What Decoupling Actually Gives You
Producer-consumer independence. When the service responsible for sending emails is down, a synchronous system returns errors to users trying to trigger email-sending actions. A queue-based system accepts the action, persists the message to the queue, and sends the email when the email service recovers. The user experience is preserved. The email is just delayed.
This is not magic — it requires that delayed processing is acceptable for the operation. For a welcome email, a 10-minute delay is fine. For a two-factor authentication code, it is not. The design decision is identifying which operations can tolerate async processing.
Backpressure and rate limiting. A consumer pulls messages at a rate it can handle. If the producer generates messages faster than the consumer can process them, messages queue up. The queue absorbs the burst. The consumer processes at a steady rate. Without a queue, the producer would overwhelm the consumer, causing failures or cascading latency.
# Without queue: producer directly calls consumer
# Under spike: producer generates 500 req/s, consumer handles 100 req/s
# Result: consumer is overwhelmed, failures cascade to producer
# With queue: producer enqueues at 500 req/s, consumer dequeues at 100 req/s
# Result: queue depth grows during spike, consumer catches up afterward
# Producer never sees consumer failures
Retry and durability. A message in a durable queue (SQS, RabbitMQ with persistence, Kafka) is not lost if the consumer crashes mid-processing. The message is redelivered to another consumer. The consumer must be idempotent — processing the same message twice must be safe — but the operation is guaranteed to complete eventually.
Implementing equivalent retry logic in synchronous systems is harder. You need to track which operations completed, which failed, and retry them correctly — essentially reimplementing queue semantics manually.
Audit and replay. A queue with sufficient retention (Kafka with configurable retention, SQS with 14-day retention) provides a history of operations. You can replay events to rebuild state, debug past behavior, or feed new consumers with historical data. This is not possible with synchronous, fire-and-forget calls.
The New Complexity
Queues are not free. They introduce:
- Eventual processing: the user submits an action and it completes later. The UI must communicate this honestly — "your export is being processed, you will receive an email when complete" rather than returning the download immediately.
- Idempotency requirement: consumers must be written to handle duplicate delivery safely. This usually means tracking processed message IDs or using upsert operations rather than insert.
- Consumer management: monitoring queue depth, consumer lag, and dead-letter queues for messages that failed repeated processing.
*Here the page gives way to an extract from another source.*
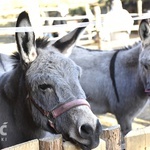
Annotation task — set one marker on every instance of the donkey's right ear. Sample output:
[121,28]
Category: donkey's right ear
[25,40]
[144,30]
- Ordering complexity: SQS standard queues do not guarantee ordering. Kafka guarantees ordering within a partition. If processing order matters, the queue choice and partition strategy must reflect that.
When to Introduce a Queue
A message queue earns its keep when one or more of these is true: the operation is not on the user-facing critical path (background work), the downstream system is slower or less reliable than your application, you need retry logic without writing it manually, or bursts of work need to be absorbed without cascading to the producer.
Start with the synchronous version. Introduce a queue when you can clearly name which of these benefits you are getting and why the synchronous version has failed to provide it.